C.N. Douglas, comp. Forty Thousand Quotations: Prose and Poetical. 1917.
Compensation
No evil is without its compensation.
One golden day redeems a weary year.
’Tis always morning somewhere in the world.
It is some compensation for great evils that they enforce great lessons.
Whoever makes great presents expects great presents in return.
When the first is plucked, a second will not be wanting.
Since we are exposed to inevitable sorrows, wisdom is the art of finding compensation.
The equity of Providence has balanced peculiar sufferings with peculiar enjoyments.
If the poor man cannot always get meat, the rich man cannot always digest it.
If poverty makes man groan, he yawns in opulence. When fortune exempts us from labor, nature overwhelms us with time.
The rose does not bloom without thorns. True; but would that the thorns did not outlive the rose!
We read on the forehead of those who are surrounded by a foolish luxury that Fortune sells what she is thought to give.
When fate has allowed to any man more than one great gift, accident or necessity seems usually to contrive that one shall encumber and impede the other.
The poor eat always more relishable food than the rich; hunger makes the dishes sweet, and this occurs almost never with rich people.
Curses always recoil on the head of him who imprecates them. If you put a chain around the neck of a slave, the other end fastens itself around your own.
Nothing is pure and entire of a piece. All advantages are attended with disadvantages. A universal compensation prevails in all conditions of being and existence.
Whatever difference may appear in the fortunes of mankind, there is, nevertheless, a certain compensation of good and evil which makes them equal.
If the gatherer gathers too much, Nature takes out of the man what she puts into his chest; swells the estate, but kills the owner.

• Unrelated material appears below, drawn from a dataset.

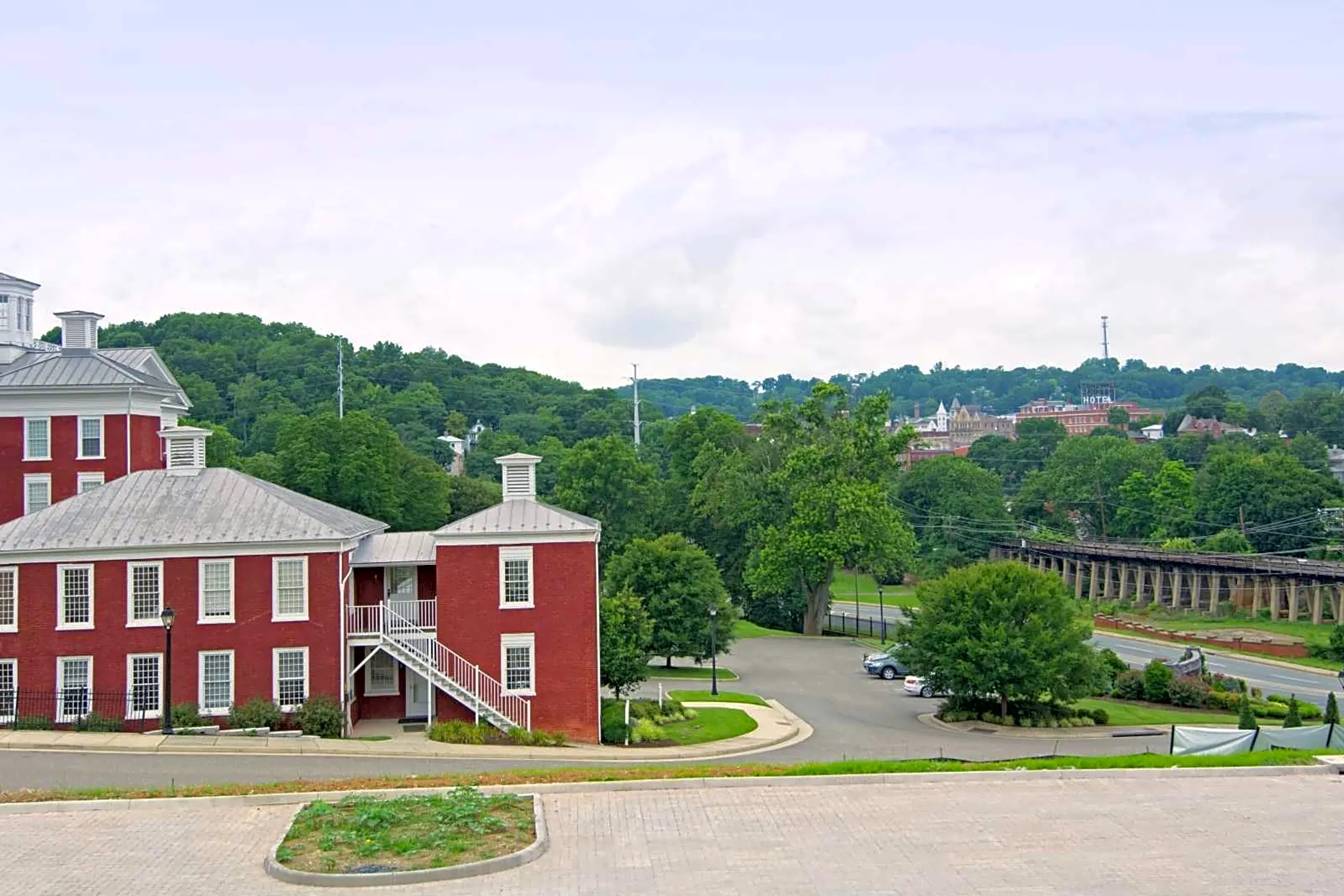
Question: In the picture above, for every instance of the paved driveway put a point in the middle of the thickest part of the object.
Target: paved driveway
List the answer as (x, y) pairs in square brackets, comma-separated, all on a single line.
[(929, 839)]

Nature hates monopolies and exceptions.
We devote the activity of our youth to revelry and the decrepitude of our old age to repentance: and we finish the farce by bequeathing our dead bodies to the chancel, which when living, we interdicted from the church.
There is a third silent party to all our bargains. The nature and soul of things takes on itself the guaranty of the fulfilment of every contract, so that honest service cannot come to loss.
If I have lost anything it was incidental; and the less money, the less trouble; the less favor, the less envy,—nay, even in those cases which put us out of our wits, it is not the loss itself, but the estimate of the loss that troubles us.
Universally, the better gold the worse man. The political economist defies us to show any gold mine country that is traversed by good roads, or a shore where pearls are found on which good schools are erected.
Where there is much general deformity nature has often, perhaps generally, accorded some one bodily grace even in over-measure. So, no doubt, with the intellect and disposition, only it is frequently less apparent, and we give ourselves but little trouble to discover it.
As there is no worldly gain without some loss, so there is no worldly loss without some gain. If thou hast lost thy wealth, thou hast lost some trouble with it; if thou art degraded from thy honor, thou art likewise freed from the stroke of envy; if sickness hath blurred thy beauty, it hath delivered thee from pride. Set the allowance against the loss, and thou shalt find no loss great; he loses little or nothing that reserves himself.